トキトオさんの煙草の煙が夕方の斜め色と混じり、風に吹かれてよじれ、伸びるようにやがて透明になっていった。
「父親の手術が延期になったんです」
僕は正直に打ち明けた。
「先生が急に手術を延期するって言って、母は『入院が長引くかも知れないから』って言ったんです。それで何だかちょっと、混乱してしまって」
トキトオさんは指に挟んだ煙草の煙を目で追いながら、じっと僕の話を聞いていた。
「何か、すいません。トキトオさんにカルテを盗み見て欲しいとか、そういうつもりで言ってるんじゃないんです」
うんうん、とトキトオさんは頷いた。
「しばらくこの病院に通う事になりそうだなぁ、って思ったり、大学どうしようかなって考えたりすると、ちょっと色々と面倒になってしまって」
トキトオさんは「面倒」という言葉でキッと僕を一瞬睨んだ。でも、すぐに目を逸らして再び煙草に口を付けた。
「それでトキトオさんが言う『ひどい顔』をしてエレベーターを待っていたという訳です。もともとひどい顔ですが」
トキトオさんは根元近くまで吸った細い煙草を携帯灰皿で揉み消すと、パチっとそれを閉じた。
「じゃあ、しばらくここ使って良いよ」
とトキトオさんが言った。てっきり慰めの言葉を言われると思っていたので、拍子抜けしてしまった。
「どうしたの? だってしばらくこの病院に通うんでしょ? だったら一人でいられる場所って、すっごい貴重なのよ。煙草も吸えるし、眺めも良いし。個室の患者さんよりVIP待遇だわ、はっきり言って」
そう言いながら煙草を入れていた小さなポーチを開けて、ライターと煙草を仕舞いながら、カバーがない剥き出しの単行本を取り出した。モスバーガーでトキトオさんが傍に置いていた本とよく似ていた。まだ綺麗なままだった。

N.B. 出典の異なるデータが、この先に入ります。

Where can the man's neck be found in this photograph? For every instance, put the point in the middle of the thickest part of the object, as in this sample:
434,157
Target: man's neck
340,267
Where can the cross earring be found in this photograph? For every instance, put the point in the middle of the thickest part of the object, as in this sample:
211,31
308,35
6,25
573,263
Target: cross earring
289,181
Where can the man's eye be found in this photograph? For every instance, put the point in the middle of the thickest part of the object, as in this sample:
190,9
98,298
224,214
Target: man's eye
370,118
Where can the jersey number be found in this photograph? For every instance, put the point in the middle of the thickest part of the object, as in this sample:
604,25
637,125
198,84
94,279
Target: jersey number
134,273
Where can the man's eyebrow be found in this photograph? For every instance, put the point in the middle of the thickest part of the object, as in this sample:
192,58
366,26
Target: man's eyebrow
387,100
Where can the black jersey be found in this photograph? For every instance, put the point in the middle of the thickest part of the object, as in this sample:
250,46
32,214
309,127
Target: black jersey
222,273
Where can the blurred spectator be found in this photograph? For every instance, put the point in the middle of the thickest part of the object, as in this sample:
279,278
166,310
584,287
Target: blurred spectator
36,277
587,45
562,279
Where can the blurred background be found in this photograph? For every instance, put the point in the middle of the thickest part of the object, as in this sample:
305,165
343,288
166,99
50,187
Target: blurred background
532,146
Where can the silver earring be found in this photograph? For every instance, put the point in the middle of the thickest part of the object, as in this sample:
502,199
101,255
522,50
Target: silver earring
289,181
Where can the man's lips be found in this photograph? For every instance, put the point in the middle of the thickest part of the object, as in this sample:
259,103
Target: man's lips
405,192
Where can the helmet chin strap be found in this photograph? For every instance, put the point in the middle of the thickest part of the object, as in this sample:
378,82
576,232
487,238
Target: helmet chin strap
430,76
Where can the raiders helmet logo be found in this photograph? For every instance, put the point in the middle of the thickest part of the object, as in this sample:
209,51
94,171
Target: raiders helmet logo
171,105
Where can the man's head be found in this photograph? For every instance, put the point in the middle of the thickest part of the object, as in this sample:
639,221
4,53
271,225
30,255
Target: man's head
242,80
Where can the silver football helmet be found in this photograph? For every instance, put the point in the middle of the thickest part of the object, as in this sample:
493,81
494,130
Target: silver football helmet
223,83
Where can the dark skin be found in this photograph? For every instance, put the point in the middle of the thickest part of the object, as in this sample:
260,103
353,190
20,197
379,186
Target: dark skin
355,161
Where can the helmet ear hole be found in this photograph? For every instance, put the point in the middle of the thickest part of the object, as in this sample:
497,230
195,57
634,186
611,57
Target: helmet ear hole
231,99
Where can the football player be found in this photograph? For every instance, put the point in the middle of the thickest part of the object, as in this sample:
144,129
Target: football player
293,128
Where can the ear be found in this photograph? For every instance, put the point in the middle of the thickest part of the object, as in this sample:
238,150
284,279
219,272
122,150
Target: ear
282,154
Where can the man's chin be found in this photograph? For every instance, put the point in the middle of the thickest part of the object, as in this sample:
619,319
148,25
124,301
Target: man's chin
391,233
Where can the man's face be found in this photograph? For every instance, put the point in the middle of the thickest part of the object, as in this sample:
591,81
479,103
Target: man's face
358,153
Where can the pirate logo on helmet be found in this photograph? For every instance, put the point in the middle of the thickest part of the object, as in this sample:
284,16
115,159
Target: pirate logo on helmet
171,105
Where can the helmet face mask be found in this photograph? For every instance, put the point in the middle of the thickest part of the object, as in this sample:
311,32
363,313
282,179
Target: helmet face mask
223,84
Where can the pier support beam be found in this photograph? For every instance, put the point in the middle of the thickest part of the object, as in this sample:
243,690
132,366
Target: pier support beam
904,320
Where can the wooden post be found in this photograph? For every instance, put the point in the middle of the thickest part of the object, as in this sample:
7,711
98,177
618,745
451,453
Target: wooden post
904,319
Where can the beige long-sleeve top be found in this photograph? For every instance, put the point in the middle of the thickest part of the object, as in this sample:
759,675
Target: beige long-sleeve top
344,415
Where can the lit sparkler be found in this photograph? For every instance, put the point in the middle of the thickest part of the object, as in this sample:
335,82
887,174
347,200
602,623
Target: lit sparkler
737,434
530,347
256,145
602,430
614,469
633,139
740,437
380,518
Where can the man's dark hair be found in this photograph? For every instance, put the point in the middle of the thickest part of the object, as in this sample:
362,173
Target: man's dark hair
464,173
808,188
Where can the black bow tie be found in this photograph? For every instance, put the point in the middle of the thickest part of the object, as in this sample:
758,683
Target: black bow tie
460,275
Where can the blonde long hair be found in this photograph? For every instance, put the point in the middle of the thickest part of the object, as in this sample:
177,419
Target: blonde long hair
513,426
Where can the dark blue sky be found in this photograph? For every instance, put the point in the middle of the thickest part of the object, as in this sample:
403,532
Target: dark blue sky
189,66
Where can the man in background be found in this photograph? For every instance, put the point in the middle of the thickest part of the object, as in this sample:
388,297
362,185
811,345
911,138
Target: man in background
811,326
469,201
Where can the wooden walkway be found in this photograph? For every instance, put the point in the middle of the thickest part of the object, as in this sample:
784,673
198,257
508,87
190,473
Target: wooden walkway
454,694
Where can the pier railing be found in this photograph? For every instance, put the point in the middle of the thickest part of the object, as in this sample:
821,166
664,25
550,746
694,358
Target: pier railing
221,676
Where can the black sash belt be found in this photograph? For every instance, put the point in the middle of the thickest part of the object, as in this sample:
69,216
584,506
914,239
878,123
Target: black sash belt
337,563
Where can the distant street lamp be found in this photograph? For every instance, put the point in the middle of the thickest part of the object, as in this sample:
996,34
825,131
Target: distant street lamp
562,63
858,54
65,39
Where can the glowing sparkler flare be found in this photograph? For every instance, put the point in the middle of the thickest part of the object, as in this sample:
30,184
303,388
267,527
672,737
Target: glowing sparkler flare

「きっと暇になるでしょうから、本も貸してあげる。別に返さなくていい」
ありがとうございます、と一応僕は受け取って礼を言った。女性はだいたいが人に本を貸したがる性格なのだろうか? スギモト、と僕はふと思い出した。たまらなく懐かしくなった。
「僕も、一本貰って良いですか?」
トキトオさんは一瞬驚いた顔をしてから、何となく嬉しそうにいそいそと煙草のケースを取り出した。それから僕はトキトオさんにライターを借りて、しばらく言葉も交わさずに、二人で美しい東京のビル群へと傾いていく夕陽を眺めながら煙草を吸った。色彩を失っていく景色を、久しぶりに吸う煙草の目眩のせいにしようとして、僕はゆっくりと目を閉じた。複雑な幾何学模様が暗闇に描かれ、外気の音と車のクラックションの音が一際大きく僕たちを包んだ。視界を閉ざすと聴覚が異様に鋭くなるのだ。パッというトキトオさんの唇が煙草のフィルターを離す時の音がすぐ隣から聴こえた。